In hindsight, it appears that the Advocate-General's opinion on the matter may have been different if he had been asked specifically whether the move to reduce government stake below 51 per cent would require amendments or repeal of the relevant pieces of legislation. The Advocate-General may also have been in a better position to offer advice if his opinion was sought after the CCD meeting. Again, with the benefit of hindsight, the only possible explanation why this more reasonable approach was not chosen appears to have been the government's haste.

In March, five legal luminaries, among them four former Judges, issued a statement condemning the move to disinvest the government's stake. They remarked that the move was aimed at "bypassing Parliament" and "militated against constitutional propriety and the supremacy of Parliament".

IT is evident that the government charged ahead without taking note of legal norms and paying heed to democratic sentiments, parliamentary practices and popular sentiments on such a divisive issue. Ignoring the fact that the matter was already before the Supreme Court, the government went ahead with due diligence exercise at HPCL. Critics of the government have alleged that though the disinvestment move has been stalled, its rivals have already inspected the books and other records of the company. In particular, Reliance Industries, which is reported to be a serious contender for the company, had already completed due diligence at HPCL. Having completed due diligence, foreign companies such as British Petroleum and the Kuwait Oil Company are also privy to HPCL's commercial secrets.

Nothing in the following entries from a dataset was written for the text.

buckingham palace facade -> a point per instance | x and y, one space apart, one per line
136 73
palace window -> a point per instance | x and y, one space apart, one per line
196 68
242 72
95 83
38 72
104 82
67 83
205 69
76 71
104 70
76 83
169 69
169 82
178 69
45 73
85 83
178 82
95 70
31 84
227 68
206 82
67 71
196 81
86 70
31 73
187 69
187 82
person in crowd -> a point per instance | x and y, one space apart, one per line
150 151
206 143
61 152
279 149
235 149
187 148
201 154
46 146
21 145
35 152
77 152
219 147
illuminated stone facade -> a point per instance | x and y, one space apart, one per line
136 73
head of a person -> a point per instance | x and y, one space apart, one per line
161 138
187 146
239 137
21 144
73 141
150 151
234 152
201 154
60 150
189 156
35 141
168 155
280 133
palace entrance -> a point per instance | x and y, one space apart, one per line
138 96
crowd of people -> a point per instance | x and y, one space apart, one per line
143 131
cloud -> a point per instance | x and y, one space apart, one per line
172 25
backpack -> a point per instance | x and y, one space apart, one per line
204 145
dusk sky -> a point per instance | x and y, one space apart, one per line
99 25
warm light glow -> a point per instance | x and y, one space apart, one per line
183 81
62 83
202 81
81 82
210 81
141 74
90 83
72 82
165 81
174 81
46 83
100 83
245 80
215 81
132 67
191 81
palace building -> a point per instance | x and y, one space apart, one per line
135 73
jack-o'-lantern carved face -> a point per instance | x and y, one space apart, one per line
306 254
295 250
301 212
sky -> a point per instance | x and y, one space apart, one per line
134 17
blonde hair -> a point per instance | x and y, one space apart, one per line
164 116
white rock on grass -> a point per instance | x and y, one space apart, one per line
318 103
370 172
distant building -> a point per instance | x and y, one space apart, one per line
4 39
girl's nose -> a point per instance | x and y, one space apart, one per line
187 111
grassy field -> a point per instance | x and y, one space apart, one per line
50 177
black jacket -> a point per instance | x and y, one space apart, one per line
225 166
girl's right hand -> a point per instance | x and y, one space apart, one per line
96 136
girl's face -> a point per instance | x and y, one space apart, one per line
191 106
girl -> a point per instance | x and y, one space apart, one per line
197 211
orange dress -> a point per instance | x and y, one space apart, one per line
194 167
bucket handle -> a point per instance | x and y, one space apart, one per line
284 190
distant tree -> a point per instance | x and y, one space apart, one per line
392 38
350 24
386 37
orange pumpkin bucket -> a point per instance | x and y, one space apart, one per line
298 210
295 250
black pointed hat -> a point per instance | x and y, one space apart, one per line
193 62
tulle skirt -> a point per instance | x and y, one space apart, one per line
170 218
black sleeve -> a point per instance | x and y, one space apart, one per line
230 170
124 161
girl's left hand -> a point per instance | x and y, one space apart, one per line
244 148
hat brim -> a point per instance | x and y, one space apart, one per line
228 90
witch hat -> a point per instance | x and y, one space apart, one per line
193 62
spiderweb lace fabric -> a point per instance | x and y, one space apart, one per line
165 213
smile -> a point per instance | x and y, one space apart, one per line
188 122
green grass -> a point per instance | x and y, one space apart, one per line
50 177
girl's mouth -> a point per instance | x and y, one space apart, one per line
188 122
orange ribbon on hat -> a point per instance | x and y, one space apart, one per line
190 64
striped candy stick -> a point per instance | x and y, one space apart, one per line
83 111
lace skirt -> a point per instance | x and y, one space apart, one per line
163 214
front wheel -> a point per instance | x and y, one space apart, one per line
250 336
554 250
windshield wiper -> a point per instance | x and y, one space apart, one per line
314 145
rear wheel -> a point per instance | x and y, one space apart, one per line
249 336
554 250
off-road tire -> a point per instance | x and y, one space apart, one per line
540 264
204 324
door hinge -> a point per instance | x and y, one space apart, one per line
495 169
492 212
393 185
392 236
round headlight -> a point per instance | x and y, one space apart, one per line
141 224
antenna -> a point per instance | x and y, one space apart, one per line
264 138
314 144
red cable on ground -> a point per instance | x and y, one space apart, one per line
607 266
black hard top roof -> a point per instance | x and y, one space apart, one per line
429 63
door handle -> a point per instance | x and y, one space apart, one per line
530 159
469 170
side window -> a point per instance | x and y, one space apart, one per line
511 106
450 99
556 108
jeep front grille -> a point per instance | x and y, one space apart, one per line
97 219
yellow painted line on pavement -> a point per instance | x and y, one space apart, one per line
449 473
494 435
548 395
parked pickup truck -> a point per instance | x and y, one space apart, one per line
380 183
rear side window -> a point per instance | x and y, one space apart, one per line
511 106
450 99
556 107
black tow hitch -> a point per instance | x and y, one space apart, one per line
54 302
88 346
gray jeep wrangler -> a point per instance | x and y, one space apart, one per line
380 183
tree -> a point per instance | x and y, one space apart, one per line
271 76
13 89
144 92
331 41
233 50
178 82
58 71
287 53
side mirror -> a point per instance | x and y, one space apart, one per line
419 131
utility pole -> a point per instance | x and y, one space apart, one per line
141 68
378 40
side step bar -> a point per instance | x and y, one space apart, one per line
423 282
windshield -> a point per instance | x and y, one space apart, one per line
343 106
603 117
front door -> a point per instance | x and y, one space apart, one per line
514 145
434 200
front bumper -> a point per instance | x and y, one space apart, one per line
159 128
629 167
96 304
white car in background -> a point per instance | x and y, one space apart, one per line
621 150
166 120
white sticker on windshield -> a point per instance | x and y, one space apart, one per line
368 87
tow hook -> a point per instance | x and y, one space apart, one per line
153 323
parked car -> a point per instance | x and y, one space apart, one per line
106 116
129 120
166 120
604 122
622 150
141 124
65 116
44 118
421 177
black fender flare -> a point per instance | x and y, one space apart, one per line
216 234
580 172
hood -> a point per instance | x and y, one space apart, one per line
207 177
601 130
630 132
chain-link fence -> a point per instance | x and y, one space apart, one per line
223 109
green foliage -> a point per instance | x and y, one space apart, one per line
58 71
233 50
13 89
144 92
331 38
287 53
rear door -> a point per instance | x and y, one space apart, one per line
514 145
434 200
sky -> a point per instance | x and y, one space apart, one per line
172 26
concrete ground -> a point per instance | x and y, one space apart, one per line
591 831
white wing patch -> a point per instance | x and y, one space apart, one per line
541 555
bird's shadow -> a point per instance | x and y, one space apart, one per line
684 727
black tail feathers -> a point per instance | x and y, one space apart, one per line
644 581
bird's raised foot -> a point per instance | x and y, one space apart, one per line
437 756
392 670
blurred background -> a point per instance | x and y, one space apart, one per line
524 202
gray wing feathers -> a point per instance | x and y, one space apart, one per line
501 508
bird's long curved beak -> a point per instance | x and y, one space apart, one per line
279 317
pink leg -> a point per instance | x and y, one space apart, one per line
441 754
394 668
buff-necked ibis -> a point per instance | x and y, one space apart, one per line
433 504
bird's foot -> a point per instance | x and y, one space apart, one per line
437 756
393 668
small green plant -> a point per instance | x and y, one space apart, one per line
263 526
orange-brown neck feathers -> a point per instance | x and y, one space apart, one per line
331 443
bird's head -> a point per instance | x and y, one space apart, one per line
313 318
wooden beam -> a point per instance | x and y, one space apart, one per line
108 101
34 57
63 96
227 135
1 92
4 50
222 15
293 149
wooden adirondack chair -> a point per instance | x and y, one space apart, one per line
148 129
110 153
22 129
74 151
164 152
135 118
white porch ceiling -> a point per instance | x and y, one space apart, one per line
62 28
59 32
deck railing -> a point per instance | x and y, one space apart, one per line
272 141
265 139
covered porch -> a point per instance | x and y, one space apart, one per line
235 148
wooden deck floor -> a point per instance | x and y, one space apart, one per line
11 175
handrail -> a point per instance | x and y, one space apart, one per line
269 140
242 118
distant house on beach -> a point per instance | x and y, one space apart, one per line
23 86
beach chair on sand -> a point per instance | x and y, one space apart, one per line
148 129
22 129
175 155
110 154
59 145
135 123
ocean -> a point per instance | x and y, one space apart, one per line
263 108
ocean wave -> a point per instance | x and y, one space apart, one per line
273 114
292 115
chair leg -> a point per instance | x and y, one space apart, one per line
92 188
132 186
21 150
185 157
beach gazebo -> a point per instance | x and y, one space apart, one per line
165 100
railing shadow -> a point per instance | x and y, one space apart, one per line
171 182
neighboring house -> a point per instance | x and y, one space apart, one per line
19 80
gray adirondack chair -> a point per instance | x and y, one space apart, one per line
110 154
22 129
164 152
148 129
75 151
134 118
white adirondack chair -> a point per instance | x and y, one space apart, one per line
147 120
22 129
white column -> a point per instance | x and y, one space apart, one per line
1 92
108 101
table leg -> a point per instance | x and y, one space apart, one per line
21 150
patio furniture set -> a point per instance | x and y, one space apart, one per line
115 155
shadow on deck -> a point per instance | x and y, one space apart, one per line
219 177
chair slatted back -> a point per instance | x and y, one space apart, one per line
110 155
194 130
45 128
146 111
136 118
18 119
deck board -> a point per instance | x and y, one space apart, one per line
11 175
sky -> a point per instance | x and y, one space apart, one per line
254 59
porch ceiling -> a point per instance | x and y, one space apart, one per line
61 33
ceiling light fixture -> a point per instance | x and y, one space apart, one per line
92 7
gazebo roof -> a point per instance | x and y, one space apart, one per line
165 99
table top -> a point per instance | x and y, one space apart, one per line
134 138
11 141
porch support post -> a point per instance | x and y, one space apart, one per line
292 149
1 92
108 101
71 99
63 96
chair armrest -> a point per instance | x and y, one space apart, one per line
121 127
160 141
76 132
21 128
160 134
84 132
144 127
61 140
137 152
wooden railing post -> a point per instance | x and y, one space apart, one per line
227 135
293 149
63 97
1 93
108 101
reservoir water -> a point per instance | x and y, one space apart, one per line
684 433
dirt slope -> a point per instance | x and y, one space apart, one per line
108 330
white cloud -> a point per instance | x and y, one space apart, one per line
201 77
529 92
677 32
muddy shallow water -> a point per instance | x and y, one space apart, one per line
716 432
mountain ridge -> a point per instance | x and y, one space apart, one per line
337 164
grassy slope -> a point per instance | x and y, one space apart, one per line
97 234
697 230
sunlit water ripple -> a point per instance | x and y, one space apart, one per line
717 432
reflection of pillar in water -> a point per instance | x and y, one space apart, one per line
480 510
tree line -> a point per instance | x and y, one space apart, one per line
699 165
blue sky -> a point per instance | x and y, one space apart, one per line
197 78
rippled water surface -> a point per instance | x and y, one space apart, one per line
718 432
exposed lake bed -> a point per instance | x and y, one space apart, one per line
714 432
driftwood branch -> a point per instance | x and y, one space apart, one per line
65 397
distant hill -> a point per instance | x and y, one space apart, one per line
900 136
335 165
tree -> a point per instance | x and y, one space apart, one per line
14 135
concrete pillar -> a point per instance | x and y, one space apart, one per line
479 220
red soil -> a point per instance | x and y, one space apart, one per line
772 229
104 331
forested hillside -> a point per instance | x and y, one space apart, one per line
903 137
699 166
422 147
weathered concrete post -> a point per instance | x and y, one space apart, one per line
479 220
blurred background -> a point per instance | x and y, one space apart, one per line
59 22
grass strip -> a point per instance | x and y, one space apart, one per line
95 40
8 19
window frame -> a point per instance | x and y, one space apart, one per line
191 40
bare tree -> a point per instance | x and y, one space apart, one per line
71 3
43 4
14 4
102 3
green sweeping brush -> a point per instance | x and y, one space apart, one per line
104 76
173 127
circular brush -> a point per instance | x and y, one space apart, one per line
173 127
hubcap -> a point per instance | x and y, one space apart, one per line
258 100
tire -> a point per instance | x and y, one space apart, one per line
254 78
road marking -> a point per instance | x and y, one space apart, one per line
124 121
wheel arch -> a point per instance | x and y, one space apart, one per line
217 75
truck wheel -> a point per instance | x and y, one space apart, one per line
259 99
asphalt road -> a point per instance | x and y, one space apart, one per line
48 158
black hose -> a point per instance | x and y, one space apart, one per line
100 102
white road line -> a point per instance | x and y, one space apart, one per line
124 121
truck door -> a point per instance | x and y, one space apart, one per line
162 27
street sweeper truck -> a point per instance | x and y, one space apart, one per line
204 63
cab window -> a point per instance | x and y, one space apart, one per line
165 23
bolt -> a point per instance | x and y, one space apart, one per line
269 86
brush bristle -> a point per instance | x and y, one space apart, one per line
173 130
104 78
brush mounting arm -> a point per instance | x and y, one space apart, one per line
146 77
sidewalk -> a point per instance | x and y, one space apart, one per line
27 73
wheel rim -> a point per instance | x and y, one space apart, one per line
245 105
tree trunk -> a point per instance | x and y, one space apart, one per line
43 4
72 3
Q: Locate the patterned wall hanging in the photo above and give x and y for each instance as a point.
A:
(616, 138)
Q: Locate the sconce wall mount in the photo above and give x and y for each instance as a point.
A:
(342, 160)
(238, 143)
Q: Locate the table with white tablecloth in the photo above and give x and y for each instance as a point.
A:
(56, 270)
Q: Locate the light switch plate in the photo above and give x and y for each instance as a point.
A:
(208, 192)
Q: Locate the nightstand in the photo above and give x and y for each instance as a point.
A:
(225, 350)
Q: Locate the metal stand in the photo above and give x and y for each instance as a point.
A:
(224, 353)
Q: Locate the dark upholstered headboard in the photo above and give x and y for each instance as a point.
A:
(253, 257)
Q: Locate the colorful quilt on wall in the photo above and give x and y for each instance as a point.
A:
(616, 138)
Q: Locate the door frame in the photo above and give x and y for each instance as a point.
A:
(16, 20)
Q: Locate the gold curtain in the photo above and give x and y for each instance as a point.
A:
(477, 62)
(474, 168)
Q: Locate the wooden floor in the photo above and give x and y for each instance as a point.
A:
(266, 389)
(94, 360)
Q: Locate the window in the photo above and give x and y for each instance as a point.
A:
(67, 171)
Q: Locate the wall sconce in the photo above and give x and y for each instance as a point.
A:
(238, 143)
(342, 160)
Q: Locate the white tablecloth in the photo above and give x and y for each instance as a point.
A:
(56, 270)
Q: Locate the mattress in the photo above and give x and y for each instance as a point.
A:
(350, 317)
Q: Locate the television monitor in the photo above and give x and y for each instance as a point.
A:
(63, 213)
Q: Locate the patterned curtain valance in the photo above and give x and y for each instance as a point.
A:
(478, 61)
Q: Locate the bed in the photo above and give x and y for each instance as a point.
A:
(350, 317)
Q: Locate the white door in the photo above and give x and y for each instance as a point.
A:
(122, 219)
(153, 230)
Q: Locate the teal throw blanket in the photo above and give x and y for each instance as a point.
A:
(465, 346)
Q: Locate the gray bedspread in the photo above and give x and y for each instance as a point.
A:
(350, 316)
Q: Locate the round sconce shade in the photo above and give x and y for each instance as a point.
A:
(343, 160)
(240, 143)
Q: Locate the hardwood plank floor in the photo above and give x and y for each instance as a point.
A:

It was reported that on the day the Supreme Court delivered its judgment, nearly 100 persons from the oil multinational Shell were inspecting the records at the data room of HPCL in New Delhi. Speaking to Frontline, Rajinder Sachar alleged that the government, by acting in haste, had seriously compromised the interests of the company.

Reflecting the divisions in the Union Cabinet, the reactions of the two protagonists in the ongoing disinvestment drama were a study in contrast. Ram Naik termed the judgment as "historic" and quickly announced that the three state-run oil and gas companies - the Indian Oil Corporation, Oil and Natural Gas Corporation (ONGC) and the Gas Authority of India Limited (GAIL) - would not be privatised. He also suggested that ONGC take 26 per cent of HPCL's equity on "nomination basis". He said that this would enable the government to meet its disinvestment target, even if only on nominal terms, while enabling it to stay on the right side of the law.

Arun Shourie, in Berlin when the judgment was delivered, could not have disagreed more with his Cabinet colleague. He termed the judgment as "a major setback" and said that the CCD meeting scheduled for October 3 would review the situation. Recognising the scope of the far-reaching judgment, Shourie said that the implications could possibly affect the fate of several other companies ready for disinvestment.

Sachar said that the judgment reflected a simple legal dictum - that an action that is not legal if done directly cannot be done indirectly. He said that when the government moved Parliament to pass the legislation in the 1970s to enable the taking over the assets of the foreign oil companies, it did not do that so that the acquired assets could be passed on to a company like Reliance.

Therefore, if the law prohibited it then, the same law prohibits the sale of the company to a private entity today. Unless the statutes are changed or repealed, the government simply cannot transfer the assets of the two companies to a private entity."

Asked if he would interpret the ruling as "progressive", Sachar remarked: "Things are always to be seen in relative terms. At a time when judicial pronouncements question even the workers' right to strike, I suppose this can be called progressive."